I’ve had many reasons to be very grateful to my little pink pill. It helped me through a dark time in my life and took away the social anxiety that had crippled me since middle school. In fact, after trying a couple times to taper off it and experiencing excruciating symptoms, I decided I must need it and I was okay with that. Until I found out it has been linked to dementia…
Hence my journey this year to taper off it for good and do the really hard work of exploring emotional patterns, habits, traumas, and even learned behaviors. It truly has been amazing and helpful.
I found my first real snag today in a book by Peter R. Breggin MD titled “The Anti-Depressant Fact Book.” In short, SSRI’s (like Paxil, Prozac, and Zoloft) may cause permanent damage to the seratonin systems of the brain. This can’t be true, can it?? Google searches for healing ssri damage came up with an article by Dr. Stuart Shipko on the website “Mad In America.” I purchased his ebook – “Informed Consent.” A MUST read for anyone contemplating starting a drug for depression or anxiety.
It appears I was right about the symptoms I’ve had during past withdrawals. It was unlike any anxiety I had experienced ever before, coming on unexpectedly a few months after being drug free. So intense – it was 24/7 adrenaline torture. Racing heart, racing mind, no sleeping, barely able to eat torture. Both times I raised my white flag and took my little pink pill.

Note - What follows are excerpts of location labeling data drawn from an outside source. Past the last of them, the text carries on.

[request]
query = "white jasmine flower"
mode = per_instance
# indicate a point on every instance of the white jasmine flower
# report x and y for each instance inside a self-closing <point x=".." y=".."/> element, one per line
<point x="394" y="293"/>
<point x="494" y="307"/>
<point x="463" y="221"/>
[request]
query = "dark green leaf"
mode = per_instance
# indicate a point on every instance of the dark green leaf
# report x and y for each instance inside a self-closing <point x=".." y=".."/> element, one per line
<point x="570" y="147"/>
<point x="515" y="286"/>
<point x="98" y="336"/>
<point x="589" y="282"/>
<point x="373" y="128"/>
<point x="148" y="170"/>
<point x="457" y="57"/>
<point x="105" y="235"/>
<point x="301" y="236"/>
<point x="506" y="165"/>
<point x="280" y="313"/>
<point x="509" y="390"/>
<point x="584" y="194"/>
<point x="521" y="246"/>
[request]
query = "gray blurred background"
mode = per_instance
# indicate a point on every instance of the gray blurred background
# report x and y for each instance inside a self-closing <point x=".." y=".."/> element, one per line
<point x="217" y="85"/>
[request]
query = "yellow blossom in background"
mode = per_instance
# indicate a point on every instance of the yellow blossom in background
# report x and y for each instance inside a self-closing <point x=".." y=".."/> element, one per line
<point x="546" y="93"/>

Although I knew intuitively it had to be some kind of reaction to withdrawing from the drug, no doctor I spoke with agreed, nor could I find anything about it online. I resigned myself to the knowledge that I must have a mental illness and “need” this drug.
Ironically, there is no scientific evidence for the chemical imbalances in the brain we have all been taught to believe in. BUT treatment with psychological drugs causes chemical imbalances in the brain. Many people like me have found this out the hard way.
Today I found out my withdrawal symptoms have a name, tardive akathisia, and that as far as the research shows, there is little hope of recovery and no real treatment. It is an iatrogenic condition, the second such condition I am dealing with this year, but that is another post altogether.
I haven’t lost all hope, I did contact Dr. Shipko, and surprisingly, received an immediate response. He did suggest I could try the taper again. But there is a danger – if I develop the akathisia again and wait too long to resume the drug, the drug may not work. I may be stuck in akathisia hell. And that is truly the only way to describe it.
Now I have to decide if it is worth the risk. What are my odds of developing dementia when I’m older if I’m on this drug the rest of my life? (Assuming the drug hasn’t begun that damage already.) What are the odds I can taper and not develop akathisia this time? What are the odds I can resume the paxil if I do develop akathisia? Hmm. Anyone have some dice?